Not to mention what a bitch that partition is when you need to shrink or increase the size of your windows partition. If you need to upgrade your storage, or resize to partition to make room for other operating systems, you have to follow like 20 steps of voodoo magic commands to do it.
Whoa learned that one at the weekend. Added a new nvme drive, cloned the old drive. I wanted to expand my linux partition, but it was at the start of the drive. So shifted all the windows stuff to the end and grew the Linux partition.
Thought I'd boot into windows to make sure it was okay, just in case (even though I've apparently not booted it in 3 years). BSOD. 2-3hrs later it was working again, I'm still not sure what fixed it of I'm honest, I seemed to just rerun the same bootrec commands and repair startup multiple times, but it works now, so yay!

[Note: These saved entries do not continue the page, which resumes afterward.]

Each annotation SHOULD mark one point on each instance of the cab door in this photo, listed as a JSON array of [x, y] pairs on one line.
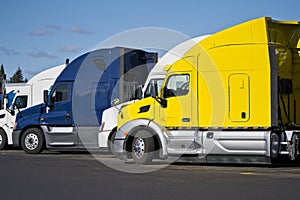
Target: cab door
[[180, 101], [59, 119]]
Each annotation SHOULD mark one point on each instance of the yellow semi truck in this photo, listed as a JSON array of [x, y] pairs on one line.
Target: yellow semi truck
[[233, 97]]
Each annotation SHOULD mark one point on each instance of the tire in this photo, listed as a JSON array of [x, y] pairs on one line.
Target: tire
[[275, 144], [3, 140], [110, 142], [32, 141], [143, 147]]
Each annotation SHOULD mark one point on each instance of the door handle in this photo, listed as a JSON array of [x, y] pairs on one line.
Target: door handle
[[67, 116]]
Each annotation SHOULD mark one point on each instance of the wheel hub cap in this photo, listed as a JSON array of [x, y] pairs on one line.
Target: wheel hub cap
[[31, 141], [139, 148]]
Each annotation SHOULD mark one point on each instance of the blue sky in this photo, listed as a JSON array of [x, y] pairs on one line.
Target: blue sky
[[39, 34]]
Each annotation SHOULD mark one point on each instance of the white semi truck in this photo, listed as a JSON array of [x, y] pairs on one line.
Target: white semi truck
[[152, 86], [18, 96]]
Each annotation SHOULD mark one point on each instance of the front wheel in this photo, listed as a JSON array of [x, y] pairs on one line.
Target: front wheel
[[143, 147], [32, 141], [3, 139]]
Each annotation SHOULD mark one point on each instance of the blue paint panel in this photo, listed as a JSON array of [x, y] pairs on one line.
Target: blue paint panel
[[92, 79]]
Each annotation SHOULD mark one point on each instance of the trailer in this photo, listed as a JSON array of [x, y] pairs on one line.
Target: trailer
[[233, 98], [19, 96], [70, 117]]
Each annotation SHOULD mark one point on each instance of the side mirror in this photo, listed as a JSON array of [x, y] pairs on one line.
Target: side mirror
[[46, 97], [115, 101], [162, 101]]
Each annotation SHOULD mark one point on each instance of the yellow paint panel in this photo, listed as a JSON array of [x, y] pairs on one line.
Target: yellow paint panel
[[239, 105]]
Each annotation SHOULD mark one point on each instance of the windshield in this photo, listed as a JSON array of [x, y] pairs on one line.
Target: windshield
[[10, 97]]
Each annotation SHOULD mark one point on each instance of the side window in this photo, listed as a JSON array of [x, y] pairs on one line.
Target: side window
[[21, 101], [177, 85], [61, 93]]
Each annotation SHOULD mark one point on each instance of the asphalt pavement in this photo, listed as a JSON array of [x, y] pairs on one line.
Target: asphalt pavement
[[64, 176]]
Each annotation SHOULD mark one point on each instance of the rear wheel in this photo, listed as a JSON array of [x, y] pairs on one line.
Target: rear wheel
[[32, 141], [110, 142], [3, 139], [143, 147], [275, 144]]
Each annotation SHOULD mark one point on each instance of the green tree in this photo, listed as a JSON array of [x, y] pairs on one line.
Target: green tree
[[18, 77]]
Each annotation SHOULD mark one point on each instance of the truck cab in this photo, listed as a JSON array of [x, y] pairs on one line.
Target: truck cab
[[18, 96], [232, 98]]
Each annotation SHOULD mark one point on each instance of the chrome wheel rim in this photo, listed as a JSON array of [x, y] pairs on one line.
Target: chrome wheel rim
[[31, 141], [139, 148]]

Jeez, I've just looked at the list of utilities, I'm not surprised, it's got FireWire drivers for dos included. You've got to be pretty deep into the weeds at the point you need FireWire support in DOS from a recovery disk!
Now I'm curious. How would a NasaOS look like? Would it even be good for general use? Would they just focus on optimization? Could they finally beat Hannah Montana linux, the superior OS?

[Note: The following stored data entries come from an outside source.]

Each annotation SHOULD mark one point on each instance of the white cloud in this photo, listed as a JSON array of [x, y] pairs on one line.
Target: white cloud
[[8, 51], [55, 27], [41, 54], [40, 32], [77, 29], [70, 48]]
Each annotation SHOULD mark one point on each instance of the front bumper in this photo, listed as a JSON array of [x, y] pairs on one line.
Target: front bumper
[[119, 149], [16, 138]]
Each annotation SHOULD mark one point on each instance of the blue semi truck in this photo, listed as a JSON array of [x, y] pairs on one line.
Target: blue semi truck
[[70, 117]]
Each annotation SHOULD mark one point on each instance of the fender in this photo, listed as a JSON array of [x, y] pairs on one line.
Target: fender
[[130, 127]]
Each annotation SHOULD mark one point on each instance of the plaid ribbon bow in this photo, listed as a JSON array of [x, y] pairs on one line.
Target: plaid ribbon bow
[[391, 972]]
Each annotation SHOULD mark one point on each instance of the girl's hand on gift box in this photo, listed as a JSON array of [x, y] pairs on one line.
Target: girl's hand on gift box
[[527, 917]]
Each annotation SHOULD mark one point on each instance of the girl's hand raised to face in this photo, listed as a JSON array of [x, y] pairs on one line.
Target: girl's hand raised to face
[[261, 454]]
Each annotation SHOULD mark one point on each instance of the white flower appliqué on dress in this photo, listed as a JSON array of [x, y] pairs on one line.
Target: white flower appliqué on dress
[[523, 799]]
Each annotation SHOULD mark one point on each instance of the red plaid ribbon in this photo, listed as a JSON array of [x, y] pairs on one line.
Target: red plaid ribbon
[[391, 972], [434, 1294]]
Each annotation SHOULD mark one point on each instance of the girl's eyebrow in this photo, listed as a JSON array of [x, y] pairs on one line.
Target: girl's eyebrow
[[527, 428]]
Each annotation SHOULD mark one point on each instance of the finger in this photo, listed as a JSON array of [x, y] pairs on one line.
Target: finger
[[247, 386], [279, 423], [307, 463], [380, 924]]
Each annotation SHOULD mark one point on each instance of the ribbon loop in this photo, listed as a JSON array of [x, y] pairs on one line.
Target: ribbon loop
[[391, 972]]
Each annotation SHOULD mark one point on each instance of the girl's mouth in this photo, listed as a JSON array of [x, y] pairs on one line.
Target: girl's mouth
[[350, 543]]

I think it would have a real time kernel running parallel to a linux kernel.
Users could interact with the linux kernel normally and schedule trusted real time tasks on the other. Maybe there is reduced security for added performance on those cores.
In general use it would be a normal stable system with the allure of a performance mode that will break your system if you are not careful.
Well, they only had to test it for a single hardware deployment. Windows has to be tested for millions if not billions of deployments. Say what you want, but Microsoft testers are god like.